How many equivalence relations on the set {1,2,3} containing (1,2) and (2,1) are there in all? Justify your answer.

Answer 1

Hint: A relation between two sets is a collection of ordered pairs containing one object from each set. If the object x is from the first set and the object y is from the second set, then the objects are said to be related if the ordered pair (x, y) is in the relation.

Complete step-by-step answer:
Total possible pairs = {(1,1), (1,2), (1,3), (2,1), (2,2), (2,3), (3,1), (3,2), (3,3)}
Reflexive means (a,a) should be in relation.
So, (1,1), (2,2), (3,3) should be in relation.
Symmetric means if (a,b) is in relation, then (b,a) should be in relation.
So, since (1,2) is in relation, (2,1) should also be in relation.

Transitive means if (a,b) is in relation and (b,c) is in relation, then (a,c) is in relation.
So, if (1,2) is in relation and (2,1) is in relation, then (1,1) should be in relation.

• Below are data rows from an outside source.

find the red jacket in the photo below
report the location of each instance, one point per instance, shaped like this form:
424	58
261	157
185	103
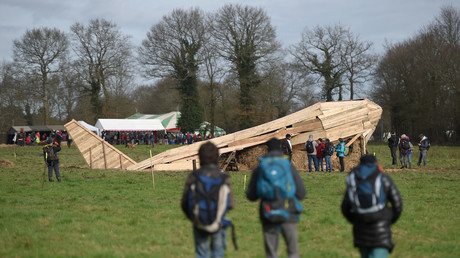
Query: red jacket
319	150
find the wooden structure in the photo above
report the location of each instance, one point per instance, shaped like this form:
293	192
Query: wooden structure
350	120
97	153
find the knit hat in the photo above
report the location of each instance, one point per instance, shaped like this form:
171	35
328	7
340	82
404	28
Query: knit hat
368	159
274	144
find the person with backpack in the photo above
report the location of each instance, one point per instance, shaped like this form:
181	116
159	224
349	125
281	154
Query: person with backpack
424	146
51	159
206	199
286	146
340	149
320	153
365	205
310	147
404	148
277	183
393	145
328	151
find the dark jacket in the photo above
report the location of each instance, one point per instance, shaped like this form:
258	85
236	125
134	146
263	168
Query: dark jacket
56	149
251	192
424	144
374	229
285	147
210	171
393	141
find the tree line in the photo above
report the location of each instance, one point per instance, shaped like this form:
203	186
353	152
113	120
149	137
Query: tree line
226	67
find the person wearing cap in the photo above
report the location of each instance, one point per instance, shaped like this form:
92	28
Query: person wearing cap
271	230
286	146
424	146
372	231
52	163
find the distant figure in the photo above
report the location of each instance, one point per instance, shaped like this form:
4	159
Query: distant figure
404	149
286	146
320	153
51	159
279	207
393	145
310	147
424	146
340	149
207	197
328	152
365	205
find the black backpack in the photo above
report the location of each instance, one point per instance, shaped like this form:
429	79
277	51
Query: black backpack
366	194
309	147
50	155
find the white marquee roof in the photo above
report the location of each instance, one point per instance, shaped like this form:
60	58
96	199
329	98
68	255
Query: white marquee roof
129	125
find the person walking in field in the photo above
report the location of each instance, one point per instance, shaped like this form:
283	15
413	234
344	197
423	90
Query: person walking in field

Relation ${{\text{R}}_{\text{1}}}$
 = {(1,2), (2,1), (1,1), (2,2), (3,3)}
Total possible pairs = {(1,1), (1,2), (1,3), (2,1), (2,2), (2,3), (3,1), (3,2), (3,3)}
So, smallest relation is ${{\text{R}}_{\text{1}}}$
 = {(1,2), (2,1), (1,1), (2,2), (3,3)}
If we add (2,3)
then we have to add (3,2) also, as it is symmetric
but, as (1,2) & (3,2) are there, we need to add (1,3) also, as it is transitive

As we are adding (1,3) we should add (3,1) also, as it is symmetric
Relation ${{\text{R}}_2}$
 = {(1,2), (2,1), (1,1), (2,2), (3,3), (2,3), (3,2), (1,3), (3,1)}
Hence, only two possible relations are there which are equivalence.


Note- The concept of relation is used in relating two objects or quantities with each other. If two sets are considered, the relation between them will be established if there is a connection between the elements of two or more non-empty sets. and also, a relation in set A is a subset of A × A. Thus, A × A is two extreme relations.